As regular readers will know Plymouth was one of the worst harmed cities in Britain by the German bombing raids of World War II. I suppose this little historic ponder is about a small part of the clear up that followed.

So many of Plymouth’s historic streets were blown up,there had to be a very clear plan to salvage whatever could be reused when rebuilding began. I browsed an old book yesterday that described the aftermath as an ‘exploded’ city. The small detail of salvage included the collection of all curb stones from bomb damaged locations. Many of those curbstones carried scars from the devastation caused by shrapnel or hot molten metal from the fires that raged. As the city was rebuilt the salvaged curbstones were reused as streets were repaired and returned to normal use.

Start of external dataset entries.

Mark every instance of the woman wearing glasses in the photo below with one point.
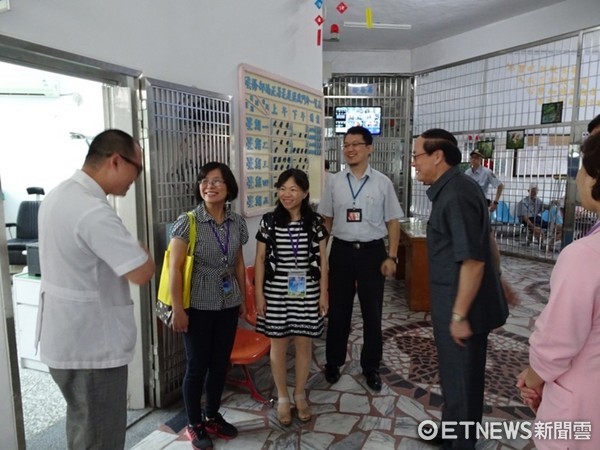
(291, 286)
(217, 299)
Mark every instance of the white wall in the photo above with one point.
(35, 145)
(368, 62)
(191, 42)
(564, 17)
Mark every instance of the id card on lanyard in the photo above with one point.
(296, 278)
(354, 214)
(226, 276)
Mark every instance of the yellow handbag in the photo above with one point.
(164, 309)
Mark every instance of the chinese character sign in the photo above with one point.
(281, 128)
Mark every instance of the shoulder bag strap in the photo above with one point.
(192, 241)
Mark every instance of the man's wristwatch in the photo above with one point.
(457, 317)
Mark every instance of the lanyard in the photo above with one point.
(295, 245)
(224, 246)
(354, 196)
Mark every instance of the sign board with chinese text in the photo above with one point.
(281, 127)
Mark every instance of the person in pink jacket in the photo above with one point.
(561, 382)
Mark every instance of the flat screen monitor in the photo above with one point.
(351, 116)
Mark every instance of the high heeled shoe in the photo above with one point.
(284, 411)
(304, 412)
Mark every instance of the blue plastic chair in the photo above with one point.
(503, 215)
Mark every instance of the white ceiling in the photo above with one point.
(431, 20)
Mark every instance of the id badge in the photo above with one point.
(297, 284)
(227, 281)
(354, 215)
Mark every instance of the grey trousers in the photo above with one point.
(96, 407)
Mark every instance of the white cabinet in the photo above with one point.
(26, 296)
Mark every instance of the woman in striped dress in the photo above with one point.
(291, 286)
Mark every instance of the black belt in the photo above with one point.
(357, 245)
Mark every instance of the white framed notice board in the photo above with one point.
(281, 127)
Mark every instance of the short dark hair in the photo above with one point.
(594, 123)
(232, 187)
(591, 162)
(366, 134)
(439, 139)
(282, 216)
(109, 142)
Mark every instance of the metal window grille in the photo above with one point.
(545, 92)
(184, 129)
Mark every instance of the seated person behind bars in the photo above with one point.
(529, 211)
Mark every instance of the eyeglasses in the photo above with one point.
(417, 156)
(353, 145)
(137, 166)
(214, 182)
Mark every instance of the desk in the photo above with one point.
(26, 296)
(413, 266)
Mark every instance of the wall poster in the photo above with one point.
(281, 125)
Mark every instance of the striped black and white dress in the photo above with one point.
(289, 316)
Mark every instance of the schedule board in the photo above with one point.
(281, 127)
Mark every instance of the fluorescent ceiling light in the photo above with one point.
(384, 26)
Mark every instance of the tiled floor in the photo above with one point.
(348, 415)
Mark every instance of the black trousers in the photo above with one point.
(350, 270)
(208, 344)
(462, 377)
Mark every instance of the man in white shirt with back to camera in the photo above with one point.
(86, 328)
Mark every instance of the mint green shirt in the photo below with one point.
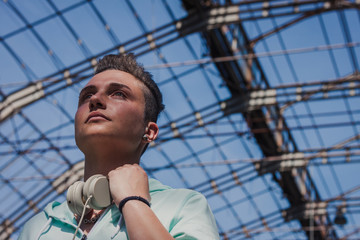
(184, 213)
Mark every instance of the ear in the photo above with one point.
(152, 130)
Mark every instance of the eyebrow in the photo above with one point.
(94, 88)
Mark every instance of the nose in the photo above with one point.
(96, 102)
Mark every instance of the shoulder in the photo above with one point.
(184, 212)
(43, 220)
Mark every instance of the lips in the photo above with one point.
(96, 115)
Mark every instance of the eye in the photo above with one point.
(85, 97)
(119, 94)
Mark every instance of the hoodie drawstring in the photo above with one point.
(47, 224)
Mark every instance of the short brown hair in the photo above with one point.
(127, 63)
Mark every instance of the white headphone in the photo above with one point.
(96, 188)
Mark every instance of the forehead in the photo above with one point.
(107, 77)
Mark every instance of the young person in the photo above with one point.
(114, 123)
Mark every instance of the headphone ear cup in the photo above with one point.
(74, 198)
(98, 187)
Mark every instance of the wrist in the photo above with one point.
(132, 198)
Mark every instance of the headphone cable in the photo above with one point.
(82, 216)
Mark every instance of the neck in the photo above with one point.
(102, 162)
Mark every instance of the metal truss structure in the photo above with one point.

The location of this particular curbstone may or may not be its original location. It is an old cobbled street, now thinly covered with tarmac, very close to where there was some significant bomb damage. In the photograph above the autumn leaf has settled almost perfectly into the scar. A lovely visual analogy for nature healing the harm that humans cause.

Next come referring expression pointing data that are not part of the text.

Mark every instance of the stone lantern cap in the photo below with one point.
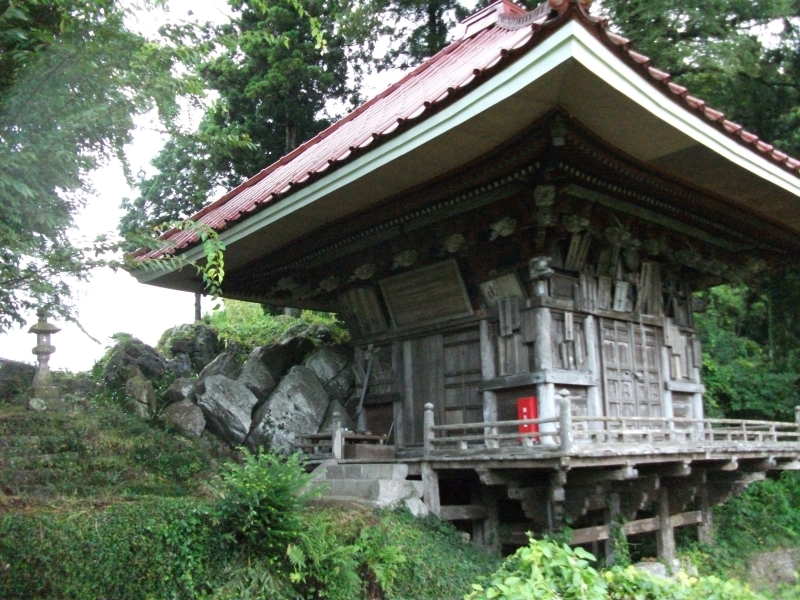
(43, 326)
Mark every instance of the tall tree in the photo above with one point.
(273, 80)
(742, 57)
(73, 78)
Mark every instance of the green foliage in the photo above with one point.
(262, 500)
(741, 373)
(549, 571)
(271, 96)
(160, 548)
(95, 451)
(248, 325)
(57, 124)
(742, 57)
(739, 529)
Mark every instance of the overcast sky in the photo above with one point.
(116, 302)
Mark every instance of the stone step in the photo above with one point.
(361, 471)
(385, 492)
(58, 459)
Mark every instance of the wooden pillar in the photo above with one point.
(665, 533)
(543, 362)
(430, 489)
(337, 441)
(488, 371)
(666, 395)
(705, 529)
(611, 516)
(594, 397)
(486, 532)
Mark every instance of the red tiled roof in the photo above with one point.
(491, 39)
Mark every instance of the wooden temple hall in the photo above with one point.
(513, 233)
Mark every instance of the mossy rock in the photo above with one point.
(194, 345)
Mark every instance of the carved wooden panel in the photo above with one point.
(462, 375)
(513, 354)
(617, 374)
(361, 307)
(569, 342)
(631, 369)
(430, 294)
(647, 371)
(424, 382)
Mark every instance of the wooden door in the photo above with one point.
(423, 382)
(462, 375)
(631, 369)
(618, 377)
(647, 371)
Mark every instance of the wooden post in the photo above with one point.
(488, 371)
(705, 529)
(427, 429)
(565, 421)
(594, 399)
(337, 441)
(430, 489)
(665, 534)
(611, 516)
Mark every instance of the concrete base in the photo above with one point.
(368, 452)
(368, 485)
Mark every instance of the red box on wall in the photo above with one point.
(528, 408)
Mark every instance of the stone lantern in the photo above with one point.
(43, 387)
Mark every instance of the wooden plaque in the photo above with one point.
(430, 294)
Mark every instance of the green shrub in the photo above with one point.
(544, 570)
(155, 549)
(263, 498)
(244, 325)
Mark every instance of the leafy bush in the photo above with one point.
(263, 498)
(155, 549)
(549, 571)
(245, 325)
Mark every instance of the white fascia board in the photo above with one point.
(598, 59)
(572, 40)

#689 theoldmortuary ponders.

When I moved to Cornwall in the 80’s from Brighton, life was not quite as idyllic as I had anticipated. The job I came to do was kicked into the long grass and rather than having a month to find my feet in a new area I had 6 months. 6 long, wet, lonely months. November is not the best time to move house and home many hundreds of miles from friends and familiarity. Luckily I had a small companion, a two year old son who could accompany me on my winter adventures in a strange land . The town I moved to, like much of Cornwall had an unhealthy reticence about welcoming people from ‘ Up the line’ In November toddler groups are part way through their term and our little team of two was turned away. Sometimes with the promise of being put on a waiting list. 35 years on I am still on more waiting lists than I care to think about. Undefeated I joined the National Trust and we set off on a two person adventure to learn about the history and geography of Cornwall in the short daylight hours of winter. It was an adventure and one that gave me the foundation for a life that I have mostly lived in the South West of England. The trouble is that sometimes I have missed a gem because back in the eighties certain places failed our not-too-high standards. Basically anything Pixie/Pisky related. Witchy the same and to a degree Smugglers if Wreckers were not included in the narratives. Poor cafe facilities or being over priced also got a bad mark. Some places I have never returned to.

Yesterdays trip to Golitha Falls is a case in point. From my recollection both Pixies and a poor cafe were involved.

What a chump I have been, not to have given the place a second chance until now!

No Pixies in the 21st Century and a fabulous cafe. Free parking and the most beautiful woodland river walk. Golitha Falls perhaps suggests a rather grander drop of water than exists but the area is beautiful and despite the carpark being full, really quiet once we were in the woods.

Golitha Falls is the location of the drowning of the last King of Cornwall.

King Doniert, not a name that has ever come back into fashion ,died in 875 either from fighting in the river or frolicking. Nobody knows. What is rather unbelievable is that these ancient woodlands would have looked pretty much identical to what we experienced yesterday.

Serendipity took us there yesterday. My, rather daft, prejudice against decades old tourist tat has denied me some rather lovely walks. Maybe I need to revisit some of the other places that were crossed off my list more than 30 years ago.

And how lucky was I to have 6 months exploring such a fascinating county with a 2 year old in his wellies.